Le film est construit comme un long clip pour l’album éponyme, entrecoupé d’intermèdes composés comme des tranches vies autobiographiques. Orelsan et Gringe se livrent à la caméra sur le processus laborieux de leurs créations mais également sur les petits tracas d’une vie ennuyante. Pour autant, fort heureusement, cet ennui ne s’imprime pas à la pellicule mais distille plutôt une ambiance de désillusion teinté d’amertume. Par petites touches, l’humour pince sans-rire empêche d’ailleurs le tout de sombre dans la sinistrose. Comment c’est loin est surtout un appel à se réveiller d’une inertie dans laquelle on voudrait nous laisser nous noyer. Ce que les Casseurs Flowters veulent bien dire de leur expérience est certainement qu’il ne faut jamais se laisser abattre, « que tout travail mérite – non pas un salaire – mais un peu d’ambition et de volonté ». Ce qui nous fait revenir à ce que nous annoncions plus haut, que le travail n’a rien à voir avec le salariat idiot qui nous prive du fruit de celui-ci. Il s’agit aussi, et ce n’est pas rien à l’heure où l’on cherche à détruire le peu de financement culturel public qu’il existe encore, que le travail artistique, souvent décrié comme une occupation oisive, est un véritable travail qui demande de l’investissement et qui devrait être reconnu en tant que tel.

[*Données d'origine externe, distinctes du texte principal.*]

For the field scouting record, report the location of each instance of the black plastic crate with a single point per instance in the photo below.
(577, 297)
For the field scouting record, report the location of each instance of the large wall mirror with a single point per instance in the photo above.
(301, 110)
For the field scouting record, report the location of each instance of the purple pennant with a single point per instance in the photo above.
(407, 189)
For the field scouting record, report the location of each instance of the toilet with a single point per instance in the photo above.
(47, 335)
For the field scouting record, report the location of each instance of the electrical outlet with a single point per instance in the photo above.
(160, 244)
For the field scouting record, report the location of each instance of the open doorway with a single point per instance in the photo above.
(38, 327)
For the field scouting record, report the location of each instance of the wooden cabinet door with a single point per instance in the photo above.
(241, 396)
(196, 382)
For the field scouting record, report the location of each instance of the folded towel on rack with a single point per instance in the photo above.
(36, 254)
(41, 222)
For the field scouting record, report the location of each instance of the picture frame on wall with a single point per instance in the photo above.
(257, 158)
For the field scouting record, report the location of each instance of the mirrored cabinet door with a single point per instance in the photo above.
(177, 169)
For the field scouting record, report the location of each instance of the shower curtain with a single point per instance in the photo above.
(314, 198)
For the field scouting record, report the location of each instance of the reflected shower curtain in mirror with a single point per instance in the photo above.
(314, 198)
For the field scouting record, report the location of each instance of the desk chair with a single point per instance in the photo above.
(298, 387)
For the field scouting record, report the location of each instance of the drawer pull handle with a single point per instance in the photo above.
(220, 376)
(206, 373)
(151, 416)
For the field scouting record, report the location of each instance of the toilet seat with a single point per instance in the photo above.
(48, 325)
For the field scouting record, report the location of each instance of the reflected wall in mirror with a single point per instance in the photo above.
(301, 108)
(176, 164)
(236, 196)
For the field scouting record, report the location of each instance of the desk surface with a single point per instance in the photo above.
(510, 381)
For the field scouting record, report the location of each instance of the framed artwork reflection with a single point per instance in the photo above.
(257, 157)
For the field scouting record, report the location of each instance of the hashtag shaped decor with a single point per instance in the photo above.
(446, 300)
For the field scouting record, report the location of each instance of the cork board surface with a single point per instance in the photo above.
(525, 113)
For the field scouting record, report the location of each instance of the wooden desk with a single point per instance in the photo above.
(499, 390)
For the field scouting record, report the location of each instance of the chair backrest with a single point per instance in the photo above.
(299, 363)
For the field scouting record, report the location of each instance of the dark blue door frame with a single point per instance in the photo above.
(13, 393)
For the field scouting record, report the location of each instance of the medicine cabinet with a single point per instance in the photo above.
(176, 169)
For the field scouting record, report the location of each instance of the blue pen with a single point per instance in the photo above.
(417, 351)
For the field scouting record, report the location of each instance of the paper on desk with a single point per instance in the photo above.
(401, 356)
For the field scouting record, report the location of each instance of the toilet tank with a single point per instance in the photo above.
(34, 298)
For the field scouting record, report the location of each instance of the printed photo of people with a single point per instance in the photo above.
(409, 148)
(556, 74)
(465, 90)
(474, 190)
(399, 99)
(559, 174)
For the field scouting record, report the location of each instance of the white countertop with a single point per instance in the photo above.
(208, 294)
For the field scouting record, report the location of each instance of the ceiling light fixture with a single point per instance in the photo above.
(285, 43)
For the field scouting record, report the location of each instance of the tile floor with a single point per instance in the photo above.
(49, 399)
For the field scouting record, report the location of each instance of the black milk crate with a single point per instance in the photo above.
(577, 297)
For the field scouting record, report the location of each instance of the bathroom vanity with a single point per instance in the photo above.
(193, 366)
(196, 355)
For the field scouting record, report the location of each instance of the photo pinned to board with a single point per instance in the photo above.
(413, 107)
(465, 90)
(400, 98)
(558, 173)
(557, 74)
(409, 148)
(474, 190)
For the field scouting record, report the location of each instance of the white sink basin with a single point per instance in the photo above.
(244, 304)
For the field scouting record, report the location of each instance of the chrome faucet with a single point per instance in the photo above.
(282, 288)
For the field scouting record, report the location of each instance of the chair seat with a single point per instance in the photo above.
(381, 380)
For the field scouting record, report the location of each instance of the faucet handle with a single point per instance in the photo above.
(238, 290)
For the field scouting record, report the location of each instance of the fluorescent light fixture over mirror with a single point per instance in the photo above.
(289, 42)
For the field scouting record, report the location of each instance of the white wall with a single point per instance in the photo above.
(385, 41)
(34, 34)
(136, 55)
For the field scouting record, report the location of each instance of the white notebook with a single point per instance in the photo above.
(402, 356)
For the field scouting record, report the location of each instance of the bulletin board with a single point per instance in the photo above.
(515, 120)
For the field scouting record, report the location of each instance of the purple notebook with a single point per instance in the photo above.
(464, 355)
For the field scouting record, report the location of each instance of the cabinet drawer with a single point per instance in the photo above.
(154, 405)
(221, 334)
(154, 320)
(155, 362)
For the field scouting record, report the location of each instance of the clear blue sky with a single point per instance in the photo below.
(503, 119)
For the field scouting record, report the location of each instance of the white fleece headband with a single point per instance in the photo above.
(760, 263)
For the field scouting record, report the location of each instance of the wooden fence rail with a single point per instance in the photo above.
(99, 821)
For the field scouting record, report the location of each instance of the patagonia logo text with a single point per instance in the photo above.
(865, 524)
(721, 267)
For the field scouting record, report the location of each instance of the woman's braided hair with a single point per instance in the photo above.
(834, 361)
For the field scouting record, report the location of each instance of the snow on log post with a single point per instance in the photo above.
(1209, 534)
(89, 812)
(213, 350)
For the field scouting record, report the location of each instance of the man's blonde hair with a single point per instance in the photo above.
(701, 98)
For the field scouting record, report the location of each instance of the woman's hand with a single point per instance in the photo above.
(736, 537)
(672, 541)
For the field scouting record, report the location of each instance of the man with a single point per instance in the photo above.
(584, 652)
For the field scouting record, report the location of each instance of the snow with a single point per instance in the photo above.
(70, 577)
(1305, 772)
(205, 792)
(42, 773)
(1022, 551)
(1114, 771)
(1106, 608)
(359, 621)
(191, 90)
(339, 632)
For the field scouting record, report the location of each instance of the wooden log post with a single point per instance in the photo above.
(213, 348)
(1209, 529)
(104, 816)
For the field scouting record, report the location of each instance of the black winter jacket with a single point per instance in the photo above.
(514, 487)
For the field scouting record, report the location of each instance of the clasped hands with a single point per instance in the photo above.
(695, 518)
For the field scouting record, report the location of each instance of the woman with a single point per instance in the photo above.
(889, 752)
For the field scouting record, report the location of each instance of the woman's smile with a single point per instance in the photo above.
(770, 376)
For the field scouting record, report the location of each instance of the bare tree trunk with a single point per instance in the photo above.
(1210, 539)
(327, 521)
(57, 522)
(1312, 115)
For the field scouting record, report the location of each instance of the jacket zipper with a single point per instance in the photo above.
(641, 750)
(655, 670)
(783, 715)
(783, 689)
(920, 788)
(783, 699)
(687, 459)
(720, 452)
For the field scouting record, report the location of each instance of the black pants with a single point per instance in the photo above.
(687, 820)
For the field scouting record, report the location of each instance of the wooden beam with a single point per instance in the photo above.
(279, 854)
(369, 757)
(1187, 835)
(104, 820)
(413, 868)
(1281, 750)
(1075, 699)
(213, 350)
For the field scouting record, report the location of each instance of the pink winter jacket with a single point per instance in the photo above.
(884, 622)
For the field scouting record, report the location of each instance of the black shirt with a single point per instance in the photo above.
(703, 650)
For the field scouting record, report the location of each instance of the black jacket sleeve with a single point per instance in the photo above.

Gringe (Guillaume Tranchant) et Orelsan (Aurélien Cotentin)

Portrait d’une jeunesse désabusée qui se prend en main, Comment c’est loin est un film musical plaisant, intelligent, intimiste, qui tire son épingle d’un jeu truqué par manque de prétendants mais trouve sa place avec honnêteté. Orelsan et Gringe ne se la joue pas gangstas et prouve pourtant que la triste apathie qu’il décrive ne concerne pas que la jeunesse désœuvrée des cités. C’est probablement, un mal plus profond, résultat de dizaine d’année de sermons néolibéraux assénant qu’il n’y a pas d’avenir, pas d’alternative. Il ne s’agit pas d’en prendre acte, il faut s’en révolter, chacun à sa manière et à la hauteur de ses moyens, tromper cette mort lente.